I read somewhere the joy one person felt when he was finally able to feel water. “It has to be really cold for me to feel it, but I can still feel it,” he said. Can you imagine how amazing that must feel?

I remember asking a few friends the hypothetical question: if you could only have one thing in your limbs, movement or sensation, what would you choose?

If you lose some sensation, maybe you become desensitized to other things, literally and figuratively speaking.

You may sometimes hear about those who are troubled doing things because they just want to feel—something, anything—to know that they are alive and still human. Maybe that’s what we’re all doing.

Imagine what not being able to feel would do to you.

Monday, October 3, 2011

See me

I sometimes have to shake myself back to reality.

Two years ago, when my scars were still fresh, I was pretty self conscious. I had become a new person, and I wasn’t sure if people would accept me. People who hadn’t seen me in a while were shocked.

One year ago, I was anxious to start medical school. I was unsure of how my classmates would treat me. I was scared about starting and eager to live on my own. I wanted to prove to people—especially the doubters, but perhaps even myself—that I could attend medical school and live alone.

These blog posts have shown how I have evolved, although they certainly do not paint the full picture at times. My more recent posts seem to show how I’m much more comfortable with who I am, with how things are, and with life in general.

The shake back to reality happens when I am doing the most random of things, like checking my mail. I will think to myself, “Man, Hammad: you’re not like other people; you’re different. You really are different.”

I have to remind myself that I’m not walking to check my mail or to my car; I’m rolling. I can’t quickly run out of places; I have to use the elevator. I can’t pace through the aisles of the library or in my room while trying to memorize facts; there isn’t enough room for that while in a wheelchair. I can’t see other people (peers, professors, patients, etc) eye-to-eye; I can only do that when they are sitting down.

Then I wonder: what do other people think when they see me?

I think my close friends hardly notice me as being different from anyone else now, but what do they think when they do notice? I feel like my classmates also stopped thinking I am different. Or maybe it’s just me: maybe I stopped thinking I am different so I just think they have. I mean, I know I’m different, but I don’t let it bother me. But what do they think?

Most importantly, what do people who meet me for the first time think? This is what I was always self conscious about.

People who are taller tend to get more respect. Just like animals in the wild, they tend to be seen as the alpha males who can more easily control a room, influence others, and dominate an argument. Now that I’m sitting in a chair all the time, it is as if I am as tall as a child. I’m sure this makes people inadvertently think they can overpower me. This should be frustrating, but there really isn’t much I can do.

If I’m half as tall, sometimes I think I have to work twice as hard to prove myself. And then sometimes I think I don’t have to prove myself.
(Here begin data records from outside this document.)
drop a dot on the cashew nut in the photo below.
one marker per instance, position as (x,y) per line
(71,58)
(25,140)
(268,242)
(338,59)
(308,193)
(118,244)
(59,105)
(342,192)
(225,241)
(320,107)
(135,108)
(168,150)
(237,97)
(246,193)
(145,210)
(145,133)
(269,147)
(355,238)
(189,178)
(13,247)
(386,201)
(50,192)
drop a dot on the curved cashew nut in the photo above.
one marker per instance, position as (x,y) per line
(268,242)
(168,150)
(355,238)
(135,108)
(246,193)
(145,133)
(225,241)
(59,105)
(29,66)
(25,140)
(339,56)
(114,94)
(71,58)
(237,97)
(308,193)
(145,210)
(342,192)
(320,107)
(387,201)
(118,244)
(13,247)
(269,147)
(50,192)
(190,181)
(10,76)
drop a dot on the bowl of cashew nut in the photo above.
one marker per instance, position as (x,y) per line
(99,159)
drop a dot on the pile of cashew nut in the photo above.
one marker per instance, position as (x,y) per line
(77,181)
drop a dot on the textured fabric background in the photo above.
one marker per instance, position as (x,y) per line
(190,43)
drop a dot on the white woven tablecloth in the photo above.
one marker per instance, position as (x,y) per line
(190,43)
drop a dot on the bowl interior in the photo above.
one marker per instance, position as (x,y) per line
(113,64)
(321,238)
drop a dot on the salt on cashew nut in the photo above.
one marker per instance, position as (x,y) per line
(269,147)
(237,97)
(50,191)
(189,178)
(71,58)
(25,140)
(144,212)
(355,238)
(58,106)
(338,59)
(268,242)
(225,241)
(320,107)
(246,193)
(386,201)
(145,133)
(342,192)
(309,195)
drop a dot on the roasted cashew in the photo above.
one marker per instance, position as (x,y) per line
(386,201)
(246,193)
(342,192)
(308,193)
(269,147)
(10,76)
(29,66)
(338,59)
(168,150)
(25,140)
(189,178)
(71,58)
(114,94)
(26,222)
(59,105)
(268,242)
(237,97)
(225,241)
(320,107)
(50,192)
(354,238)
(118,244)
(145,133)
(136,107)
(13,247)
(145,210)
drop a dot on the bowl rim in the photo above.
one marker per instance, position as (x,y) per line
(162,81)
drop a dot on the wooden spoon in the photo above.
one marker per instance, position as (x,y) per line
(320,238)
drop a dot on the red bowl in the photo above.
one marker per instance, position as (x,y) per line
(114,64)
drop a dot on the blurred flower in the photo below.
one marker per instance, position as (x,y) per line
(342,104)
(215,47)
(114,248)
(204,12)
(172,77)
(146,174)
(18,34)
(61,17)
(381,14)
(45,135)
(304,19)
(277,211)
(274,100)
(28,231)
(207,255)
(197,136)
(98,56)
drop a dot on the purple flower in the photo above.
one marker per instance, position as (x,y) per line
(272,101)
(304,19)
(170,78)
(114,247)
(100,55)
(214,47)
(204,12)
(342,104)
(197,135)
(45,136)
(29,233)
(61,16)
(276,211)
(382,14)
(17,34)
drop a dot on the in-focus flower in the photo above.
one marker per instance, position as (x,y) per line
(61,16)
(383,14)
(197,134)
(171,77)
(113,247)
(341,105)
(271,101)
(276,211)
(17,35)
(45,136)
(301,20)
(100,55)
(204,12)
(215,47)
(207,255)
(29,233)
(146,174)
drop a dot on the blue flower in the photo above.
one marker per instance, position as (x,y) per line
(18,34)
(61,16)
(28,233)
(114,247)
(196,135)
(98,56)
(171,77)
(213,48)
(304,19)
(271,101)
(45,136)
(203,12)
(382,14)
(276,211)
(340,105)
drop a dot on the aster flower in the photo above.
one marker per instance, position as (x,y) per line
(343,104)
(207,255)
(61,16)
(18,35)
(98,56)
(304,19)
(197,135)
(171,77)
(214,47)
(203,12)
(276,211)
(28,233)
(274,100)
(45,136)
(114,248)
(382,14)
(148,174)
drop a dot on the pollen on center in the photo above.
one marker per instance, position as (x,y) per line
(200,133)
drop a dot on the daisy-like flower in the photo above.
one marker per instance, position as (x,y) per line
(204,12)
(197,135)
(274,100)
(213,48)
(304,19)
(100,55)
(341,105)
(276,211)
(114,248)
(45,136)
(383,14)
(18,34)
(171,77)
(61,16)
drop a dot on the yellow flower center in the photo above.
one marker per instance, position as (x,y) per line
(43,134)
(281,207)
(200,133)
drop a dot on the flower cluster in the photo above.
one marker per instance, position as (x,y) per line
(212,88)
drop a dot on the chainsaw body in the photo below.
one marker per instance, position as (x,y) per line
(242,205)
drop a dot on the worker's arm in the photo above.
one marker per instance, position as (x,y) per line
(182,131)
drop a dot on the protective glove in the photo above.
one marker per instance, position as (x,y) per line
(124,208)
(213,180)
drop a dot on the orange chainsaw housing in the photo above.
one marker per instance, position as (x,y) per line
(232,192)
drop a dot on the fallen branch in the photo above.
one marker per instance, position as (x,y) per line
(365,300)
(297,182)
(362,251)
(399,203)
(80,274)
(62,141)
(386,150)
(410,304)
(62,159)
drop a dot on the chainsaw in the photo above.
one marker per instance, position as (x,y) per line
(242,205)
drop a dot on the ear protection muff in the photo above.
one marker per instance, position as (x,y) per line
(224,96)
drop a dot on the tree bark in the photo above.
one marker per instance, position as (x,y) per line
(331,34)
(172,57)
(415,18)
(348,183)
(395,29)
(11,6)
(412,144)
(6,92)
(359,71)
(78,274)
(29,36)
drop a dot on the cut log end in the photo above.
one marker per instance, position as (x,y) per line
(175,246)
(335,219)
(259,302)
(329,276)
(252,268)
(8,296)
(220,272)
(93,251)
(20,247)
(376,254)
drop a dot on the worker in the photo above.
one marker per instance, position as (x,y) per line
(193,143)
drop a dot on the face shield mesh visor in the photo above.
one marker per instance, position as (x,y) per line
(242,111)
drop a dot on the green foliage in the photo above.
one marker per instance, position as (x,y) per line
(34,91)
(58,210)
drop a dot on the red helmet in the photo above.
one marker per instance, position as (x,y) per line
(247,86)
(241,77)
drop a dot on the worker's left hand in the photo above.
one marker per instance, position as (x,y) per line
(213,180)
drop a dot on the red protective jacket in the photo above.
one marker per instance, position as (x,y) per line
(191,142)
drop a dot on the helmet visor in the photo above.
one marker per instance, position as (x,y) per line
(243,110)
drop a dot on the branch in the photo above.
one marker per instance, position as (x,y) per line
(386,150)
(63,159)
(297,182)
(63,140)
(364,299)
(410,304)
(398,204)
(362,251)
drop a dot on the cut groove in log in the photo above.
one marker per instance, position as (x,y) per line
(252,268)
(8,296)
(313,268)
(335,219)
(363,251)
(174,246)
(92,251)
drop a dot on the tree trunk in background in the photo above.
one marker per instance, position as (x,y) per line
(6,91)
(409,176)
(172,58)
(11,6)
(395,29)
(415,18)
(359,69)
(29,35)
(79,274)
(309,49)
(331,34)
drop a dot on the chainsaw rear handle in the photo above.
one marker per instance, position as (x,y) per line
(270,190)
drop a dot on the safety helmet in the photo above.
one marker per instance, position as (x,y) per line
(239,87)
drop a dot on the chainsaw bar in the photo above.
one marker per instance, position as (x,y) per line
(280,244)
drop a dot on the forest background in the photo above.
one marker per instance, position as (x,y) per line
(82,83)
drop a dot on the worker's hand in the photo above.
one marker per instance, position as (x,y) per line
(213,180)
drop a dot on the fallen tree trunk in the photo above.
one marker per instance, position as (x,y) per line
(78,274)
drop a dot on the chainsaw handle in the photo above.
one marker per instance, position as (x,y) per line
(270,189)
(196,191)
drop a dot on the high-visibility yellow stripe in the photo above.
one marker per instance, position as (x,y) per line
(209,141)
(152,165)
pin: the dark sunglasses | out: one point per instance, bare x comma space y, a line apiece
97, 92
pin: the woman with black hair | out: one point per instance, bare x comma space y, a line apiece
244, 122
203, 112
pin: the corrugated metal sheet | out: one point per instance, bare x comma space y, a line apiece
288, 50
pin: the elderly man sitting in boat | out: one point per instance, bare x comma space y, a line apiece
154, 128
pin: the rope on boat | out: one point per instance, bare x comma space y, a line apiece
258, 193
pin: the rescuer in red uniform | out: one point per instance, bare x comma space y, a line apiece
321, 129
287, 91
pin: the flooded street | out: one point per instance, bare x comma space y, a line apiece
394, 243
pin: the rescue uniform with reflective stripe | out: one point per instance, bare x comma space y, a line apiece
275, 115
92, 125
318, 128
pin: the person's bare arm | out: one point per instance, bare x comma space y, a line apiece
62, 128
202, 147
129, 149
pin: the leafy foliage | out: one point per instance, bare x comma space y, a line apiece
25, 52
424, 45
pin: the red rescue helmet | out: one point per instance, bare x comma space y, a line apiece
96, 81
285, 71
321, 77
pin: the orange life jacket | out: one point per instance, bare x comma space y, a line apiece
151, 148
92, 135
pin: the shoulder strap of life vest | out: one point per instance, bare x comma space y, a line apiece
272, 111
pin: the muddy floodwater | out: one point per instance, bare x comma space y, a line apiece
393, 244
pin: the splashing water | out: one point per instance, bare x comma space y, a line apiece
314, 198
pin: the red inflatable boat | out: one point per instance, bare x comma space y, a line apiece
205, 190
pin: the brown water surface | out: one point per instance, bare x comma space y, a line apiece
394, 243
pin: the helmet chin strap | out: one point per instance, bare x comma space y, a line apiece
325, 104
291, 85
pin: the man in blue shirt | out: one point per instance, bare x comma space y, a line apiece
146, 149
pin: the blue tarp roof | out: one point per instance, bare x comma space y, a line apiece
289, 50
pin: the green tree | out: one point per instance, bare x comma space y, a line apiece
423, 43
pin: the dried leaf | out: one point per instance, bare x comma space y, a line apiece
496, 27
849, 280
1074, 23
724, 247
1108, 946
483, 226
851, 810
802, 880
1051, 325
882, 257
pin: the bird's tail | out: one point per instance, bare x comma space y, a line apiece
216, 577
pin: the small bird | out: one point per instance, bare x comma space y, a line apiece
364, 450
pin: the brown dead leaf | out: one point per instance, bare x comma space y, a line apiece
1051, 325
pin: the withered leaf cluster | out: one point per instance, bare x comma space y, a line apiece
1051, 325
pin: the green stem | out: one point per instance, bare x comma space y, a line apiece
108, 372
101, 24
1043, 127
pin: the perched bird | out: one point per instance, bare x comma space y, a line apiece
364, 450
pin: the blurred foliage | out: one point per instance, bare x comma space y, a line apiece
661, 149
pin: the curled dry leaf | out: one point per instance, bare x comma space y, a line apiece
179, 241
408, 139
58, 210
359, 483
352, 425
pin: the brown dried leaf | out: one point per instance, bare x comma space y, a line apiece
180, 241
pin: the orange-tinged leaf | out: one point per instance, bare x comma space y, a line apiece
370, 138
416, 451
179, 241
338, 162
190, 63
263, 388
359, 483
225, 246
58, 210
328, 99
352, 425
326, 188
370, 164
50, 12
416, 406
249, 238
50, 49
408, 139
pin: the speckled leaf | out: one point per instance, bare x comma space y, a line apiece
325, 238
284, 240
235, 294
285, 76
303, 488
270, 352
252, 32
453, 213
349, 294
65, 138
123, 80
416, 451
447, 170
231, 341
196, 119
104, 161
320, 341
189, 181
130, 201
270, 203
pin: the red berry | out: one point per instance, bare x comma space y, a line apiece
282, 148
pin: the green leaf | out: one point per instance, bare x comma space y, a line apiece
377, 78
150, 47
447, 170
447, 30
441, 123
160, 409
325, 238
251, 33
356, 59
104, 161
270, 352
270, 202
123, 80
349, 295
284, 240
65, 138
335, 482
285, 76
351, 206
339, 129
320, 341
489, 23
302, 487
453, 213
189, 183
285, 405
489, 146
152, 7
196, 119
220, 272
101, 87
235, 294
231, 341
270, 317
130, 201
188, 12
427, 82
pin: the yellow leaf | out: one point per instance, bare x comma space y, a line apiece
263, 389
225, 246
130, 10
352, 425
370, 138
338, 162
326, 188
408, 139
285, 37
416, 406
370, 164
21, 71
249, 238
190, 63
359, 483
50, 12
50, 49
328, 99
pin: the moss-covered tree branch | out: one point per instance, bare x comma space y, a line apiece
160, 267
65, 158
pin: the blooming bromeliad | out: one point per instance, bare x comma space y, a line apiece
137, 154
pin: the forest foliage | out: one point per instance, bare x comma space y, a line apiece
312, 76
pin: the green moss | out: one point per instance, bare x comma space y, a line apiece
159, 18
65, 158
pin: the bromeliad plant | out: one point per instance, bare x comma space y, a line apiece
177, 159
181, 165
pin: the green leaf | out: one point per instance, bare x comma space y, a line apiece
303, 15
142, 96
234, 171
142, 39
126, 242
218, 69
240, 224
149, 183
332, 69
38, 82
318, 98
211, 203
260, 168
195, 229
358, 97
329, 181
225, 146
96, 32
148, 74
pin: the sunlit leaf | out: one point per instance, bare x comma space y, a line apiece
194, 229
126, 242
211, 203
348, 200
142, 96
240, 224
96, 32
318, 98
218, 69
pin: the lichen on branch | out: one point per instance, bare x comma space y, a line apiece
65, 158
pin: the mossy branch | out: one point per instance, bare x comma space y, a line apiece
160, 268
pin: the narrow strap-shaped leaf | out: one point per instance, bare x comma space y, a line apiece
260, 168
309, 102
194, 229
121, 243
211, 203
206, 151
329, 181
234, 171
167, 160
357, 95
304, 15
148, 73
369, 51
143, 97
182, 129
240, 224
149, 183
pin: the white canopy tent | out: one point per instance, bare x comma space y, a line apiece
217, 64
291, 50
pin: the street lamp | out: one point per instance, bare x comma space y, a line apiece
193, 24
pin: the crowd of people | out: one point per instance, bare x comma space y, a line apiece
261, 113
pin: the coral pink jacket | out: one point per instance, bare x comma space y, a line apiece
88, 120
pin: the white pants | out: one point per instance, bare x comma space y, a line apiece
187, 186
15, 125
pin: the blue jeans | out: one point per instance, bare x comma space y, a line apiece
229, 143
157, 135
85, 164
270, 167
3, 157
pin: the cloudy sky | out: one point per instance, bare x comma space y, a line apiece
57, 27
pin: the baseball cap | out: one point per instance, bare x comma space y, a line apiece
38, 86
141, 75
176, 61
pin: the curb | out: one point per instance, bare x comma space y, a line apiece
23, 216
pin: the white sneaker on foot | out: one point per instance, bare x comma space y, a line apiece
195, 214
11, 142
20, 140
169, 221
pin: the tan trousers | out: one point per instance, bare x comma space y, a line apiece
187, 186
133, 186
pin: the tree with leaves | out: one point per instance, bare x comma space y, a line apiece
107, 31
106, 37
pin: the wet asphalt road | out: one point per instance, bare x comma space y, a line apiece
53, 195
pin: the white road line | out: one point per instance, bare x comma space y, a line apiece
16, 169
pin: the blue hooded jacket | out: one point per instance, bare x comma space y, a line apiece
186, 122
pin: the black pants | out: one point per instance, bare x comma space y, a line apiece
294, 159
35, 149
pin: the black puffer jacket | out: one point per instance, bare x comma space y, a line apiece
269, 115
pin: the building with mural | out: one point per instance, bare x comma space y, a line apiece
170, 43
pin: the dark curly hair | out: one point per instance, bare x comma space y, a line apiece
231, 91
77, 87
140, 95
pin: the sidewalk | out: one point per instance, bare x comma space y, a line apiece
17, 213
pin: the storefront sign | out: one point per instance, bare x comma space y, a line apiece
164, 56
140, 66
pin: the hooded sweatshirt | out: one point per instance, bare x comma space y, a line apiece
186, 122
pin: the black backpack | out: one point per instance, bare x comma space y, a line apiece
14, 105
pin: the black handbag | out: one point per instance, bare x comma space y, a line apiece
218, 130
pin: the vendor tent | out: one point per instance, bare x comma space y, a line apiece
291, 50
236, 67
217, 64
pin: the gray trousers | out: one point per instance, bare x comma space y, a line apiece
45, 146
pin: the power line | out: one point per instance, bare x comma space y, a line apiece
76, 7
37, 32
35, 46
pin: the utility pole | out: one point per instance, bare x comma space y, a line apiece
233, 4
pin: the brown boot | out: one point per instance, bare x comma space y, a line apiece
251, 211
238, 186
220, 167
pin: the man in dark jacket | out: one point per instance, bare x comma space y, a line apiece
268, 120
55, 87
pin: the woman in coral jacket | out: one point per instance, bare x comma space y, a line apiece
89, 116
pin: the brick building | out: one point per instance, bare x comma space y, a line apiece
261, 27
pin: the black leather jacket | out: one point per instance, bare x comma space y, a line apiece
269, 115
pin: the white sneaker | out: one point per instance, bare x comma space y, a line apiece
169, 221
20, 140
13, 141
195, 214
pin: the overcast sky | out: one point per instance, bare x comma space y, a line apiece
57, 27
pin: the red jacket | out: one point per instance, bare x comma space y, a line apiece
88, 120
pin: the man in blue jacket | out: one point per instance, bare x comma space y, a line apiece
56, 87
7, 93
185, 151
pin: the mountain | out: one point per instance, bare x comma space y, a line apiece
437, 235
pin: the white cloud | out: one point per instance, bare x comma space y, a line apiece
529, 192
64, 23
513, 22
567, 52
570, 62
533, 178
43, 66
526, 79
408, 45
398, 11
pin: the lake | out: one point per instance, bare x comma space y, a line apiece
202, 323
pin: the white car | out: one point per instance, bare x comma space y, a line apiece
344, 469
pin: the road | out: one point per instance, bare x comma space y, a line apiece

I was again having a conversation the other day with a friend about “people with disabilities” versus “disabled people”. My speech therapist corrected me once when I said something about “disabled people” and she told me how I should say “people with disabilities” instead. Think about it.

People from countries outside the United States seem to have a harder time seeing past a handicap. Because for them, people back in the home country just stayed at home and did nothing once they had a debilitating accident or illness.

Although I see myself as a “person with a disability”, I know that people who see me for the first time, some parents, and perhaps some people who have known me for a while (but not comfortably) see me as a “disabled person”.

Everyone has a disability; mine’s just visible.